A limerick is a fun poem that has five lines. Lines one, two and five have three strong downbeats and the ends rhyme. Lines three and four have two strong downbeats and rhyme.

Anna Maria

Anna Maria from France

Hated to sing and to dance

But she boogied one day

What and awful display!

When her neighbor set fire to her pants.


There once was a boy named O’Toole

Who didn’t act smart when at school.

He tried to read books

But got dirty looks,

And he grew up to be quite a fool.


Try write your own limerick.
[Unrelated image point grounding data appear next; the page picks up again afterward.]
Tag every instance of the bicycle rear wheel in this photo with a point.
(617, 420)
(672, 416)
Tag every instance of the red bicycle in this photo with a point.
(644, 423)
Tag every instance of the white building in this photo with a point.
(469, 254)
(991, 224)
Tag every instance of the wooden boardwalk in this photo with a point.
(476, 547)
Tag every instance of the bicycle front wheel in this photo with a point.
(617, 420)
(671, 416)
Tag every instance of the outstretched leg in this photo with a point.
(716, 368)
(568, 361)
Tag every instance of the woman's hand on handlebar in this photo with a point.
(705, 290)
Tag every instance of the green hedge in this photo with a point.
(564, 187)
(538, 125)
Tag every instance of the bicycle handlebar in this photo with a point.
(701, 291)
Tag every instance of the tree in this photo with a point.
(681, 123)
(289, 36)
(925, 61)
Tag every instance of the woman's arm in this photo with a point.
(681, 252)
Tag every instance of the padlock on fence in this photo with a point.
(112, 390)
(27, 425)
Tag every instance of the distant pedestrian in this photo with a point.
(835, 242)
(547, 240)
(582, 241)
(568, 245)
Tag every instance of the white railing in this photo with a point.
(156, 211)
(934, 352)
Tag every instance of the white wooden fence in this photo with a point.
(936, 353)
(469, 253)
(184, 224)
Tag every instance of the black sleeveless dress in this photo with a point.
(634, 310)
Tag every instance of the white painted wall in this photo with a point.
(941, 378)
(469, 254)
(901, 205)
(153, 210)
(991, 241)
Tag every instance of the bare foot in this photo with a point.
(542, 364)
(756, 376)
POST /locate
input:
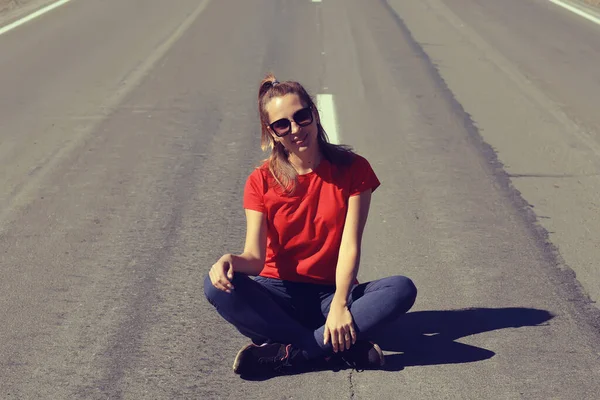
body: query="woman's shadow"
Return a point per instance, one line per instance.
(428, 337)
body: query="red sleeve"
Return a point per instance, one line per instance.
(254, 192)
(362, 177)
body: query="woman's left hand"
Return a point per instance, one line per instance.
(339, 328)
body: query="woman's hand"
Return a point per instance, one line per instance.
(339, 328)
(221, 273)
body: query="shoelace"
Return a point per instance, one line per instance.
(278, 362)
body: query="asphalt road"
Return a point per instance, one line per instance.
(127, 130)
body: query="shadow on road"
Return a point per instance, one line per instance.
(428, 337)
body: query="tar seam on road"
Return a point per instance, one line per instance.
(131, 81)
(561, 275)
(576, 10)
(328, 118)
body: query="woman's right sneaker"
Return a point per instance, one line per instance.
(267, 359)
(363, 355)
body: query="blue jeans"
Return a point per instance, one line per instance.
(295, 313)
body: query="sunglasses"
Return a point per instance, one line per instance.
(283, 127)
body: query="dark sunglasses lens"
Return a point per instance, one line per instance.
(303, 117)
(280, 127)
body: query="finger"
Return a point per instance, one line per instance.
(335, 341)
(219, 286)
(353, 334)
(226, 284)
(326, 336)
(347, 339)
(342, 339)
(230, 271)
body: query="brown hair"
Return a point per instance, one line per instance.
(279, 165)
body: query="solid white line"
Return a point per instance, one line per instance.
(32, 16)
(327, 114)
(577, 11)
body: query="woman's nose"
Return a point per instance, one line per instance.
(294, 127)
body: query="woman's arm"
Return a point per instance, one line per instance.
(251, 261)
(339, 328)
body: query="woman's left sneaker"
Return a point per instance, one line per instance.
(269, 358)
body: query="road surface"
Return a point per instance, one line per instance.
(127, 130)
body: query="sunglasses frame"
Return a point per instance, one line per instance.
(289, 130)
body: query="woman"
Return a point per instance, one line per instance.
(306, 208)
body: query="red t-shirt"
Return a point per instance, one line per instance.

You have 5 minutes.

Read through this sample of a rap, yes it’s a little cheesy and you can do better, but it’s a good sample of the format.


Write-a-Rap Rap

Hey, everybody, let’s write a rap.

First there’s a rhythm you’ll need to clap.

Keep that rhythm and stay in time,

‘cause a rap needs rhythm and a good strong rhyme.

“But what’ll we write?” I hear you shout.

There ain’t no rules for what a rap’s about.

You can rap about a robber, you can rap about a king,

You can rap about a chewed up piece of string…

you can rap about almost …… anything!

You can rap about the ceiling, you can rap about the floor,

you can rap about the window, write a rap on the door.

You can rap about things that are mean or pleasant,

you can rap about wrapping up a Christmas present.

But when you think there just ain’t nothing left to say…..

you can wrap it all up and put it away.

A Poem to Perform cheesy and you can do better, but it’s a good sample of the format.

Here’s a better student sample of Rap… pay special attention to the rhyme and the pick-ups….



  • Make some notes to help you write a rap about the art (your art form, specifically).

  • Think about: things that you love about art, things that you don’t think are fair about art or that you don’t understand about art, things you want to do with art, things that you wish you could change about your art and what art means to you.

  • Write a draft first (for example):

  • Line 1 Art is ……….. and

  • Line 2 ……………..

  • And keep going until …………………….. Line 10 ……………..

  • Practice reading your rap and clap the rhythm, your rap must be at least 10 lines long.

  • Be prepared to read your rap to the class, using expression, timing, volume, speed and rhythm tomorrow.